Distinctions
Is
- A model of how memory decays over time when information is not reinforced, retrieved, or used.
- A reminder that exposure is not the same as retention.
- A reason to design learning systems around review, application, and retrieval rather than one-time consumption.
Is Not
- A claim that everyone forgets at the same rate.
- A reason to rehearse every piece of information forever.
- A replacement for judgment about what is worth retaining.
Boundary
- The Forgetting Curve explains the tendency for unused information to fade.
- It does not decide which information deserves rehearsal or how deeply it should be integrated into a knowledge system.
Systems
- Part of learning and memory.
- Relevant to PACER because different information types need different digestion and rehearsal strategies.

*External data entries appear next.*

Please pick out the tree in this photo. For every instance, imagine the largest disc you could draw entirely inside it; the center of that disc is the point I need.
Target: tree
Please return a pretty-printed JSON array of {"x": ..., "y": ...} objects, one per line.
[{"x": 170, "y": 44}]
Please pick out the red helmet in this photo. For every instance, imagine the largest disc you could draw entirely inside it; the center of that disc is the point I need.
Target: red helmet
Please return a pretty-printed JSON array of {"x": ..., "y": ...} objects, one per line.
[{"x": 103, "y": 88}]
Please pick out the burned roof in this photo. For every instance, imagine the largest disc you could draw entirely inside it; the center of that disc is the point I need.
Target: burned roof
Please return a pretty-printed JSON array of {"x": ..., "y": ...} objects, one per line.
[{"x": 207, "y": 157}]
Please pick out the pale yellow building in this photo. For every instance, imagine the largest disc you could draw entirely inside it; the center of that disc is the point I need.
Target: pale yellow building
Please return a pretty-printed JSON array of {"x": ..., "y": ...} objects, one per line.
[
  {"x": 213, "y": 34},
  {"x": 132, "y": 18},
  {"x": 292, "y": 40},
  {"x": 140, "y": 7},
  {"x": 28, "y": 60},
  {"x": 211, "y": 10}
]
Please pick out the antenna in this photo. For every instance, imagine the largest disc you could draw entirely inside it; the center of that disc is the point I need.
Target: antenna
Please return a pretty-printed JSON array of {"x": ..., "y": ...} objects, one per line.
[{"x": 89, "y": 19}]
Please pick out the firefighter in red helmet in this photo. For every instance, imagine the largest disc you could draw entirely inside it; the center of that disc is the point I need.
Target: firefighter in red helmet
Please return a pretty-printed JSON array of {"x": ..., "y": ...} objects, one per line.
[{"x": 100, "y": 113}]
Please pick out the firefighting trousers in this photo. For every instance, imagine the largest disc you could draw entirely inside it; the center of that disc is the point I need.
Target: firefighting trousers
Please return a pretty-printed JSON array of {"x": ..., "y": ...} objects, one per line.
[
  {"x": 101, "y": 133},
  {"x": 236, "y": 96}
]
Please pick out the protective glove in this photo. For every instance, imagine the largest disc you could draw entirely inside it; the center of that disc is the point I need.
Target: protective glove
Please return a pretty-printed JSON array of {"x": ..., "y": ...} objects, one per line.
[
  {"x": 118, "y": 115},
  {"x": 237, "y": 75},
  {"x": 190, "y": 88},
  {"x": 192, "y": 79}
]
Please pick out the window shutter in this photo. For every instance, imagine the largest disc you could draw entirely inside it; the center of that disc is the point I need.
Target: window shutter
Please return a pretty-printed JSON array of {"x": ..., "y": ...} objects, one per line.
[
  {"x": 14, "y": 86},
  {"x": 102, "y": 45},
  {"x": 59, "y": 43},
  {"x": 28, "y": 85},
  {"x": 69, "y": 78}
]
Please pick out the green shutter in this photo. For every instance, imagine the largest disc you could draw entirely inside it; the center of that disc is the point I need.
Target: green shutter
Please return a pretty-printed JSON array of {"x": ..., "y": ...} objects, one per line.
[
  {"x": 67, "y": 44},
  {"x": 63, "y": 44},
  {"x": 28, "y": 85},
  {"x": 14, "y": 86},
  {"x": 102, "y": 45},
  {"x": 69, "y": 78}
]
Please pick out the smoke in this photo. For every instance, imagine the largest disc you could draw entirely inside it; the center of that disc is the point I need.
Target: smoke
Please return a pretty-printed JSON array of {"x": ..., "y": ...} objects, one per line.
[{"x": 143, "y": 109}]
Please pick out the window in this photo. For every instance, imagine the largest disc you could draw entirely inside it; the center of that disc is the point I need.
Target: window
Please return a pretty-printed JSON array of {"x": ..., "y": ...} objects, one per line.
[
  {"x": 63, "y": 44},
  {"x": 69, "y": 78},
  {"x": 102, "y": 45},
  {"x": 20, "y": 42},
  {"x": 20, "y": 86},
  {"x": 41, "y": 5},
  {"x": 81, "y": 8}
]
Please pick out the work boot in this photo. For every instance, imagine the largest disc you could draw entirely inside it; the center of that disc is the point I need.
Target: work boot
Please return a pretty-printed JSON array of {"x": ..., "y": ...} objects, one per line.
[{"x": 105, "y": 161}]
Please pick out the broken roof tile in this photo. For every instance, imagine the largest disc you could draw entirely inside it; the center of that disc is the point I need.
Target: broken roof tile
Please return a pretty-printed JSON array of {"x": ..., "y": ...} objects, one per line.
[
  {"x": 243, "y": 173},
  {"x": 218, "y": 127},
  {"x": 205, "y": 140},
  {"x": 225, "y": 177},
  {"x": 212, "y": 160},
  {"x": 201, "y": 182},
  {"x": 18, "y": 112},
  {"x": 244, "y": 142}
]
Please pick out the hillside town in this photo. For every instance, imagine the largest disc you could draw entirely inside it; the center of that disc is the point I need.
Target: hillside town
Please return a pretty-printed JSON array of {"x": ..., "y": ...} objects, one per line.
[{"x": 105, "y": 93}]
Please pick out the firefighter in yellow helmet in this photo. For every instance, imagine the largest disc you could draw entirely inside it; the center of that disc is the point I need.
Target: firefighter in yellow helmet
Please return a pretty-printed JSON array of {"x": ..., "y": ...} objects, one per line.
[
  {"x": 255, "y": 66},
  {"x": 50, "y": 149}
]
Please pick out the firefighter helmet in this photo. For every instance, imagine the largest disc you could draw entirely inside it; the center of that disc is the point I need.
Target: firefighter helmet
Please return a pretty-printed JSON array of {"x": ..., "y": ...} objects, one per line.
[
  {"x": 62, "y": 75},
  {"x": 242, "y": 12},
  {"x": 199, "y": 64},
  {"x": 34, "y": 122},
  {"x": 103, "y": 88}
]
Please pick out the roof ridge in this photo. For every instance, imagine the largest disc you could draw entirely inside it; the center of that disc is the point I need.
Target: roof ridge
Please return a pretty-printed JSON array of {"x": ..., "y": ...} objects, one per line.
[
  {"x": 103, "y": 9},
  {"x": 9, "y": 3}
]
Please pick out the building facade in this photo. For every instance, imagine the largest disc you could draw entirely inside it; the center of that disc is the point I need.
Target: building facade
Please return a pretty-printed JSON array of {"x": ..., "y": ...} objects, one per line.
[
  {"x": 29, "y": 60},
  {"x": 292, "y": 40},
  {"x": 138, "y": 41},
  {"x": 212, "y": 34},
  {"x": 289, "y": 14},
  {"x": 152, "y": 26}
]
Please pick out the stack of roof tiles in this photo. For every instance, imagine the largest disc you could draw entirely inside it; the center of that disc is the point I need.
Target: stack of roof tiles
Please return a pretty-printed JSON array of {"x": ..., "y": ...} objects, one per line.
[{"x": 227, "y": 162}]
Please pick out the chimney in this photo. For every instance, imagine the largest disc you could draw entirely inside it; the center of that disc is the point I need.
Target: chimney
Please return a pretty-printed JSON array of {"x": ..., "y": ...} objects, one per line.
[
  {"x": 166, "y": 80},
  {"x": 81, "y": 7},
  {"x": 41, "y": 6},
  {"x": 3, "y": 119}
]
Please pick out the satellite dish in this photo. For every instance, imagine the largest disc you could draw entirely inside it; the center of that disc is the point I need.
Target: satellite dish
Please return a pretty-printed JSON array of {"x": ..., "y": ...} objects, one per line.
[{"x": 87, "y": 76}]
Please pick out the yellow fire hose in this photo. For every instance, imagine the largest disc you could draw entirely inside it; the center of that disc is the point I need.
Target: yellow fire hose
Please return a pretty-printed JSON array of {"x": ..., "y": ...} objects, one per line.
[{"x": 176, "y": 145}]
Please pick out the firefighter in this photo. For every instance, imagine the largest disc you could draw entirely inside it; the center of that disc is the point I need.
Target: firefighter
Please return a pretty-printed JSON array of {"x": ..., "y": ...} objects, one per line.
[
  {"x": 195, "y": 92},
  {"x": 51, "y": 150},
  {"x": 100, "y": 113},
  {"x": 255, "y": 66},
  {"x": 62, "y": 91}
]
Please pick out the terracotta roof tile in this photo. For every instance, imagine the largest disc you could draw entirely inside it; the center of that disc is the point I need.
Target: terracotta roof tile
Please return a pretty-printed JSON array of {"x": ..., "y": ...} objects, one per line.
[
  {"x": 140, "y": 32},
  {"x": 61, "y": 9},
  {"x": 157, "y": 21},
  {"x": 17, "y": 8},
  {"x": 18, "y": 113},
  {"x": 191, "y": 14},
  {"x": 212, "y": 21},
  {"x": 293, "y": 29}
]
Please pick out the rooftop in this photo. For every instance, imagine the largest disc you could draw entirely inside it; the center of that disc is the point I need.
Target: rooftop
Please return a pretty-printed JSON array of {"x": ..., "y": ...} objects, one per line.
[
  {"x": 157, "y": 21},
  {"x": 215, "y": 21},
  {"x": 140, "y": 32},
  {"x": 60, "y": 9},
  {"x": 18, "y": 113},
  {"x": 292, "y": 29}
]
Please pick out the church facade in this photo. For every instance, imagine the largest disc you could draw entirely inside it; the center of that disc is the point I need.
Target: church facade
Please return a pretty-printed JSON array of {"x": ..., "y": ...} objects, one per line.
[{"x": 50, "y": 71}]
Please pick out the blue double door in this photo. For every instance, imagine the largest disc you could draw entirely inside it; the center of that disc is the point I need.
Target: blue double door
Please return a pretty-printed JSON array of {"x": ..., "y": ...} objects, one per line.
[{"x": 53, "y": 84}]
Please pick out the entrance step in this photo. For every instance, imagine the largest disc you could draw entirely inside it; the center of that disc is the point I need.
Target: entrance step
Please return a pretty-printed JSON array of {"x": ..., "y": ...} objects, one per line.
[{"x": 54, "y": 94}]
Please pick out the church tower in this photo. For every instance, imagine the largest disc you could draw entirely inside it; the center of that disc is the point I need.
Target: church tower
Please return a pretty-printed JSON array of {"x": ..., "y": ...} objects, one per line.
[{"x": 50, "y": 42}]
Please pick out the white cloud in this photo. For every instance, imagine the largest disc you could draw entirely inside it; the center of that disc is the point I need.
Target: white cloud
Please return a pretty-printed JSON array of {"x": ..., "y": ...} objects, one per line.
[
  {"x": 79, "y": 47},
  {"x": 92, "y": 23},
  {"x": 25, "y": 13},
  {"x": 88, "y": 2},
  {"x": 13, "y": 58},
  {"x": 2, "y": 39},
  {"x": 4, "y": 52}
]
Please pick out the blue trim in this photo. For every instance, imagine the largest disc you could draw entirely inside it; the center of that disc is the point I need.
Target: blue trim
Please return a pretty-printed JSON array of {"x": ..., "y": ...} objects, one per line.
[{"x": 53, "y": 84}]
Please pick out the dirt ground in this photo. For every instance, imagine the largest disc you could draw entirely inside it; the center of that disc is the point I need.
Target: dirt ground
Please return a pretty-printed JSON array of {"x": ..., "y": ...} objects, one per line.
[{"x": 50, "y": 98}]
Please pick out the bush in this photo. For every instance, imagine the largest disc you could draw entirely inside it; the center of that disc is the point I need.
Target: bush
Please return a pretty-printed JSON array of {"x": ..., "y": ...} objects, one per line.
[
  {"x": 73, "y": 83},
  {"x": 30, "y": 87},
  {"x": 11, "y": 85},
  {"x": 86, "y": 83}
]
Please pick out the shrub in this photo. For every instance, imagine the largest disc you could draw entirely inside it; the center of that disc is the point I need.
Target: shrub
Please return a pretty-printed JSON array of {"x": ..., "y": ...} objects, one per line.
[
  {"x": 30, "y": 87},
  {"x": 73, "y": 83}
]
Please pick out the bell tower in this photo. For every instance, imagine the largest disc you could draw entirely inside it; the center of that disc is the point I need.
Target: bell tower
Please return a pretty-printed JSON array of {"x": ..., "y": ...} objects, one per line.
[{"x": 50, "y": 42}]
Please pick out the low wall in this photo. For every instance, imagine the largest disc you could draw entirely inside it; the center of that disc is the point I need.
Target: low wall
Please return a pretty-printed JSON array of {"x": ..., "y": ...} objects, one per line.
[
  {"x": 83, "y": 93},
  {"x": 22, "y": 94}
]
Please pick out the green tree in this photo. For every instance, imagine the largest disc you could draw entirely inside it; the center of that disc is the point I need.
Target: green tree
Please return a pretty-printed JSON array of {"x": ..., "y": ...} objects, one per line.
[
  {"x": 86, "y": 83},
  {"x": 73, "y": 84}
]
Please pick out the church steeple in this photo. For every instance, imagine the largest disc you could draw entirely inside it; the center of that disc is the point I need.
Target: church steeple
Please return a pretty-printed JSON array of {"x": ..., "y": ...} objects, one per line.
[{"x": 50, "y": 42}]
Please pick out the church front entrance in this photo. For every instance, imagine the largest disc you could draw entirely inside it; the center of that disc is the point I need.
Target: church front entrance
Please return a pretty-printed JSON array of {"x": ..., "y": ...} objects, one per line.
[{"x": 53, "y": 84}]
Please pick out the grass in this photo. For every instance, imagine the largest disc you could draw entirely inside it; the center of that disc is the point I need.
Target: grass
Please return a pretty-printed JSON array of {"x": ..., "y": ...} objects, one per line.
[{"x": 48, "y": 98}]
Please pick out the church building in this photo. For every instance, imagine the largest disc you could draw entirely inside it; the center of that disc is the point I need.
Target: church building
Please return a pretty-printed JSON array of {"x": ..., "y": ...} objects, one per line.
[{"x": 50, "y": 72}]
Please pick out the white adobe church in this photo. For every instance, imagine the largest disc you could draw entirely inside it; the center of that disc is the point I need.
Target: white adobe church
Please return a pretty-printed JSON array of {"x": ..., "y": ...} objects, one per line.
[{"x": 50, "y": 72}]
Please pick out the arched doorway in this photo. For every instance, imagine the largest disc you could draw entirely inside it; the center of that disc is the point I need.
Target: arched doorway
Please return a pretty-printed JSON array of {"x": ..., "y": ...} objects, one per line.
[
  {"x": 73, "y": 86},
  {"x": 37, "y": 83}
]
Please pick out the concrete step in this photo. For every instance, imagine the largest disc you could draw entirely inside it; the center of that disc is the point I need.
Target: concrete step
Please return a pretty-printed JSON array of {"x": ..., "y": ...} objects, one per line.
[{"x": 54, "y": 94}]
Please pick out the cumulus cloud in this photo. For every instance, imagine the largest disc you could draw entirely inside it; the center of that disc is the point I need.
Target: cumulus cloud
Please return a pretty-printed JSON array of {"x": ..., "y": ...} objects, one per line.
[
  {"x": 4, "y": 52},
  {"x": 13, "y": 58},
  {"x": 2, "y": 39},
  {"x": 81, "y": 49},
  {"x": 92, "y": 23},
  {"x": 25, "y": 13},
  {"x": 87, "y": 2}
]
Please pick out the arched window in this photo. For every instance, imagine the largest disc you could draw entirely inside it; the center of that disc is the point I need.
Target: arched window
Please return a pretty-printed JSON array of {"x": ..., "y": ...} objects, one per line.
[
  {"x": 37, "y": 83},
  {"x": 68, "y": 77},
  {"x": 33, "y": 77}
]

- Relevant to personal knowledge management because unprocessed notes can decay into unusable residue if they are never revisited or integrated.
Relationships
- Supports Just-In-Time Learning: if knowledge decays when unused, training is more likely to stick when it is close to the moment of use.
- Interacts with Cognitive Load Theory: overloaded learners may forget faster because the material was never encoded well in the first place.
Perspectives
- From the learner’s perspective, forgetting is not a moral failure; it is a design constraint.
- From the trainer’s perspective, a one-time training event is rarely enough to create durable capability.